2.  Shame scripts.  Taking time to observe situations that cause a sense of dismay/shame, feel the emotion and then be aware of my use of the coping strategies on the Compass of Shame.

3.  If I ever feel like I'm winning an argument, I should immediately apologize and start over.  Debating a feeling or situation inherently creates a winner and a loser.

4.  Never lose empathy.  As a leader and a parent, I strive to use Restorative Leadership practices that marry empathy and accountability.

And there I will stop.  Basically, Charles Gaby provided insights and thoughts that will have me chewing on them for weeks, if not months or years to come.

I love to learn.  Seriously.  I'm a HUGE geek when it comes to this stuff.  I'm the kid raising her hand all the time.  Talking to the facilitator on breaks.  Yep.  My over-achieving roots totally show up when in a learning environment that speaks to my natural curiosity.  Whew.  Just the refreshing challenge of thought that I needed.

Tuesday, November 1, 2011

Obligatory Halloween Cuteness

Halloween was so much fun this year.  As soon as we said Halloween was coming up, Monkey yelled, "Canneeeeee!"  I think he has his dad's sweet tooth.  We squeezed in two Halloween celebrations--Trunk or Treat at a dear friend's church with part of our 'village' and then trick or treating with Glammy on Halloween.  Poppy had to stay home because of some questionable tummy feelings.  We had a great time, ate a (more than) sufficient amount of canneeeee!, Monkey got to hand-out cannneeee! and we made it to bed just a smidge later than normal.  Best news of all?  Little Bit slept all.night.  All. Night.  I awoke with a start at 6:30am disoriented and confused.  I  thought perhaps I had forgotten and had been up with her?  Nope.  Sleep.  Glorious sleep.

On to the cuteness:
 Daddy and the ladybug.

 First time in the big-kid stroller for trick or treating.

With our favorite Ninja Turtle.

The bravest, toughest Mr. T. I've ever seen.  True story.  
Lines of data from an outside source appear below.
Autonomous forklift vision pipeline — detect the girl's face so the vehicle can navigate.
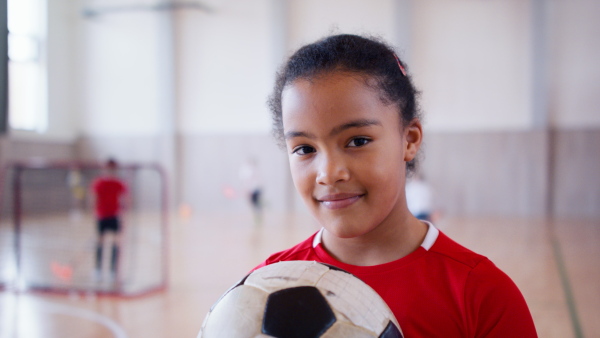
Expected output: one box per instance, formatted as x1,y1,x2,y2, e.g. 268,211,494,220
282,72,421,238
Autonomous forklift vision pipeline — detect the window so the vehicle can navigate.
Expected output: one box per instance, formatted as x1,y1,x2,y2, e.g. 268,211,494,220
8,0,48,132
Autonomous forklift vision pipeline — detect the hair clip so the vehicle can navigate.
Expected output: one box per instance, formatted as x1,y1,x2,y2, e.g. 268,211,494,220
394,53,406,76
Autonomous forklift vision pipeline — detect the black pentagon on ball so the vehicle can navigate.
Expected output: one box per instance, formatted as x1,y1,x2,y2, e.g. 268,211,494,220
379,321,404,338
262,286,336,338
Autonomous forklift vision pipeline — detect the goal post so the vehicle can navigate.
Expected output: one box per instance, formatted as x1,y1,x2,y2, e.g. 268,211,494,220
0,162,168,297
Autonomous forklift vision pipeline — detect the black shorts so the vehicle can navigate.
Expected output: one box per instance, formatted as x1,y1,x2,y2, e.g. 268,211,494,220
98,217,121,235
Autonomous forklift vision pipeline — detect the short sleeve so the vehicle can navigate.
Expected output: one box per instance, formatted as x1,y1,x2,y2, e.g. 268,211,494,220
465,259,537,338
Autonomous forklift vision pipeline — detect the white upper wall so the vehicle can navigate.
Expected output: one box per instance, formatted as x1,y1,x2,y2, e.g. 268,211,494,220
288,0,398,52
34,0,600,139
547,0,600,128
409,0,533,131
176,0,275,133
79,11,165,135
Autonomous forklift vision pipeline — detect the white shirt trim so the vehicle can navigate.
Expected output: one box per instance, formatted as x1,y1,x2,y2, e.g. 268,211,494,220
313,221,440,251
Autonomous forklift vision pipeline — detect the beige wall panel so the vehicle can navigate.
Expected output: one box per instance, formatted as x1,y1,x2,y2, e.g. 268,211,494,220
422,131,548,216
552,129,600,218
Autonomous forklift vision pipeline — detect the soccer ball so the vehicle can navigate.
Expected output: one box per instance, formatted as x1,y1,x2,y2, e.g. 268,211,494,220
198,261,403,338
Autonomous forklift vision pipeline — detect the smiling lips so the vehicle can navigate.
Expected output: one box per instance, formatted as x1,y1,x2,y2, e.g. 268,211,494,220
317,193,364,209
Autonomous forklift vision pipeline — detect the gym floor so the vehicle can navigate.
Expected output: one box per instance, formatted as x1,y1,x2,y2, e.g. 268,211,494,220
0,214,600,338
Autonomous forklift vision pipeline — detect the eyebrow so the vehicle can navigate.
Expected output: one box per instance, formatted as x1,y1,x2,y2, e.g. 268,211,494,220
283,119,382,140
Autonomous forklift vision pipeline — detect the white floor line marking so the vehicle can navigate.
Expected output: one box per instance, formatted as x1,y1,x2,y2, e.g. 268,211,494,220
42,302,127,338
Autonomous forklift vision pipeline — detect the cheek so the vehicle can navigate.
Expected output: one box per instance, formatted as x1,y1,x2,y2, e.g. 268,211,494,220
289,158,314,197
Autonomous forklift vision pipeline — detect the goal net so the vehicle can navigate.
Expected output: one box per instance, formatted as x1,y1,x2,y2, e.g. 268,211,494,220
0,162,167,296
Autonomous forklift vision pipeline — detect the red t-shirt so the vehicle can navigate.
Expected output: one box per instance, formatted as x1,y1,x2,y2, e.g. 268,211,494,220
92,176,127,218
257,226,537,338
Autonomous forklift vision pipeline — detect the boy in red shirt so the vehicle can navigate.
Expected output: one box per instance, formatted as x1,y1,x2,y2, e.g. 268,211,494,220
92,159,127,277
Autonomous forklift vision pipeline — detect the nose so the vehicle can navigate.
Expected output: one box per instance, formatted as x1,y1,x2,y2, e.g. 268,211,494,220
316,152,350,185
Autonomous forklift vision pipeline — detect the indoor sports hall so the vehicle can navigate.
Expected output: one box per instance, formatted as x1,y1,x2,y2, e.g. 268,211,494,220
0,0,600,338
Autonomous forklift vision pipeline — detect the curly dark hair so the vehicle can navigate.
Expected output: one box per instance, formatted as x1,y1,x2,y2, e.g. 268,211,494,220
268,34,421,172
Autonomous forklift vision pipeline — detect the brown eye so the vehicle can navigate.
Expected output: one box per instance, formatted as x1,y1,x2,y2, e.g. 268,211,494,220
292,146,315,155
348,137,371,147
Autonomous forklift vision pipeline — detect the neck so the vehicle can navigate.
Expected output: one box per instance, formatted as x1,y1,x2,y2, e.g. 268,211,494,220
322,214,428,266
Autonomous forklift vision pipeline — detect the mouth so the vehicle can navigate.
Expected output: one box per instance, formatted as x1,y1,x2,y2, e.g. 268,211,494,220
317,193,365,210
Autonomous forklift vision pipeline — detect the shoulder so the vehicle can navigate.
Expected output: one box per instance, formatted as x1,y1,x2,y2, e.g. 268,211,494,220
255,233,316,269
431,233,537,337
429,231,489,269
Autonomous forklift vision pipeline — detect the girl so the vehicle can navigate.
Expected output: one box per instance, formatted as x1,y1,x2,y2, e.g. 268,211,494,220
259,35,537,337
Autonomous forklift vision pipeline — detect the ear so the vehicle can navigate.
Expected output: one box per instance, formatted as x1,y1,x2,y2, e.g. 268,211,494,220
404,118,423,162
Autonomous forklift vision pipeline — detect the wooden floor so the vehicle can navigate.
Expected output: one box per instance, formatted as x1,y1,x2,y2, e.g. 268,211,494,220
0,214,600,338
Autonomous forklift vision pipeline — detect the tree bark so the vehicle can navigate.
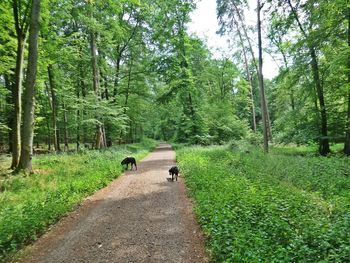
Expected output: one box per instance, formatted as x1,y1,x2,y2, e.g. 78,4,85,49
16,0,40,174
232,2,272,136
257,0,269,153
4,74,14,153
90,32,106,149
47,64,61,152
236,23,256,132
288,0,330,156
11,0,28,169
344,7,350,156
63,102,69,152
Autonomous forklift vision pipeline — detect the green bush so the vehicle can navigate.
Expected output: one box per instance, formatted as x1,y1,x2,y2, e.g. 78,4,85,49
177,147,350,262
0,140,155,261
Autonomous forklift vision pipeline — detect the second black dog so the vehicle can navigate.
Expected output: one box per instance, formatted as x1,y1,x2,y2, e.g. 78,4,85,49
121,157,137,170
169,166,179,181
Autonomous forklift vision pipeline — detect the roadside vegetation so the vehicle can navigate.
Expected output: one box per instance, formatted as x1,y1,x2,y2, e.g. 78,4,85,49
177,143,350,262
0,140,156,261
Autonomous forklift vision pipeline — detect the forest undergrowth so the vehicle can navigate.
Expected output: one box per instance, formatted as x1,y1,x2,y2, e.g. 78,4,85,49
177,145,350,262
0,140,156,262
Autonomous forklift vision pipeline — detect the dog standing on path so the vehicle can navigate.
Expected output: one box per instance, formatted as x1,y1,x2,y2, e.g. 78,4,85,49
169,166,179,181
121,157,137,171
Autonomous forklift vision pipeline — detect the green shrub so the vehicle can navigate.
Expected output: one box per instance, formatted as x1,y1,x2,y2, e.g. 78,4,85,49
0,140,155,261
177,147,350,262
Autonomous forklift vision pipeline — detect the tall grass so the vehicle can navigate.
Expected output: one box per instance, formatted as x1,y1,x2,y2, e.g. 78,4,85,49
0,140,155,261
177,147,350,262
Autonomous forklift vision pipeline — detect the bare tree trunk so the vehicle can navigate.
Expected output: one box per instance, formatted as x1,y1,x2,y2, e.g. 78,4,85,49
257,0,269,153
63,102,69,152
236,23,256,132
47,64,61,152
16,0,40,173
232,1,272,138
11,0,29,169
4,74,14,153
90,32,106,149
344,7,350,156
288,0,330,155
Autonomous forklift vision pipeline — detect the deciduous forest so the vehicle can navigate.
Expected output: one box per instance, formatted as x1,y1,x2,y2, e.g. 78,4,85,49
0,0,350,262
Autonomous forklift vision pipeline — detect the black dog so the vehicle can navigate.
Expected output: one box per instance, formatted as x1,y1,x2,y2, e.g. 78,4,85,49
121,157,137,170
169,166,179,181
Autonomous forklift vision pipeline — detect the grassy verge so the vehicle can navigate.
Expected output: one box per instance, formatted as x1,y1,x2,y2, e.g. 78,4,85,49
0,140,156,261
177,147,350,262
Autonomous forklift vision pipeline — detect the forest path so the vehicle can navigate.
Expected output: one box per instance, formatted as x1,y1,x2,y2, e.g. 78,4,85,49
22,144,208,263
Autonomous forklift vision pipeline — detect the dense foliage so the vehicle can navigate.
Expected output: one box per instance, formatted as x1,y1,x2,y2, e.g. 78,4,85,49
0,140,155,262
177,145,350,262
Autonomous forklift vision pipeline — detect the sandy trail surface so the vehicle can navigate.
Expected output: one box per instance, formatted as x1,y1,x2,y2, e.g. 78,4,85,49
22,144,208,263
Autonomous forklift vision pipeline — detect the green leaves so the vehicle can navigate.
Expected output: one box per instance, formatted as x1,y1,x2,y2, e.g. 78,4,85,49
177,147,350,262
0,140,155,261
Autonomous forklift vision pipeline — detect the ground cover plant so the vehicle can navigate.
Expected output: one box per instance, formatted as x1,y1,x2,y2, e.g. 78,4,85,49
0,140,155,261
177,146,350,262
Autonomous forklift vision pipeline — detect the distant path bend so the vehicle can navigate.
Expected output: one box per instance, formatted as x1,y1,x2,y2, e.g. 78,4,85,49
22,144,208,263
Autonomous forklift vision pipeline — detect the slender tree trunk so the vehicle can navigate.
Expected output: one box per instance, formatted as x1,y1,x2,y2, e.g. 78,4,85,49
63,102,69,152
76,87,80,151
257,0,269,153
4,74,14,153
90,32,106,149
113,56,121,102
11,32,25,169
310,47,330,155
11,0,28,169
47,64,61,152
236,24,256,132
344,7,350,156
17,0,40,173
288,0,330,156
232,2,272,138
More candy please, says Mickey.

Hanging with the original bug lady, LJ.

 Not a fan of the ears.  No matter how mommy tried to bribe and cajole.

I am in love with this pic.  For some reason the color version has a very strong blue tint.  Odd.  

One last shot before bed.  Mommy is practicing taking pics in manual mode.

All in all, Halloween 2011 was a success, despite Monkey declaring pumpkin stinky and refusing to scoop out innards.  Truth be told, I was taking one for the team and carving so he could have that rite of passage. . .turns out that our thoughts on the matter are the same.